April 23 was any other day for Natalie Sciotti.
She was heading home from her administrative role in the Cumberland Valley School District, preparing to pick her 13-year-old daughter up for softball, then come home and make dinner for them and her 16-year-old son.
But fate had other plans for 38-year-old Sciotti.
She was approximately 300 yards from home on Boiling Springs Road, across from the Allenberry Playhouse, when a deer jumped from an embankment onto her vehicle, landing where the windshield meets the roof, according to her brother, Nick Sciotti.
Sciotti’s car, a 2022 Nissan Altima that she’d purchased just three weeks prior, drifted into the lane of oncoming traffic and came to rest against a utility pole approximately 25 yards away, her brother said.
“The deer essentially landed on her head,” Nick Sciotti said. “The impact was so violent that it bent the frame of the car, the doors were not aligned.”
And not a single bone in Natalie’s face was left in tact, doctors told her family.

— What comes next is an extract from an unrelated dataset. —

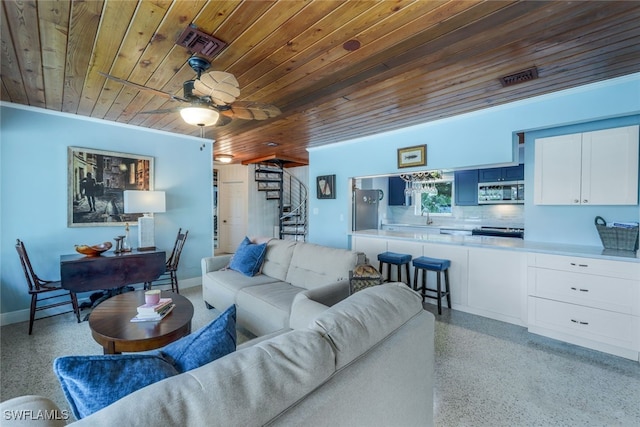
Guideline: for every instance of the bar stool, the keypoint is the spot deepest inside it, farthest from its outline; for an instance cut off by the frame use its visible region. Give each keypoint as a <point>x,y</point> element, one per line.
<point>440,266</point>
<point>398,260</point>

Natalie — who is also the head coach of the TNT Girls 14U softball team — was airlifted to Penn State Health Holy Spirit Medical Center, where doctors determined she had suffered a significant brain bleed. She was then flown again to Penn State Hershey Medical Center, where she remains as of press time.
The day of the crash marked exactly three years since the death of Natalie’s ex-husband, the father of her two children.
Natalie’s brother described her recovery as “a lot of two steps forward, one step back.”
“The nature of this type of injury goes back and forth constantly,” he said. “Different issues pop up.”
A GoFundMe for the Sciotti family had raised more than $47,000 as of Sunday, June 2.
Up until just under two weeks ago, Natalie was conscious. That’s no longer the case, however, her family remains optimistic.
“Anyone who knows Natalie nows she doesn’t take well to people feeling bad or sympathetic to her,” Nick said. “You make her fight for her kids and she quite literally will fight to the death.”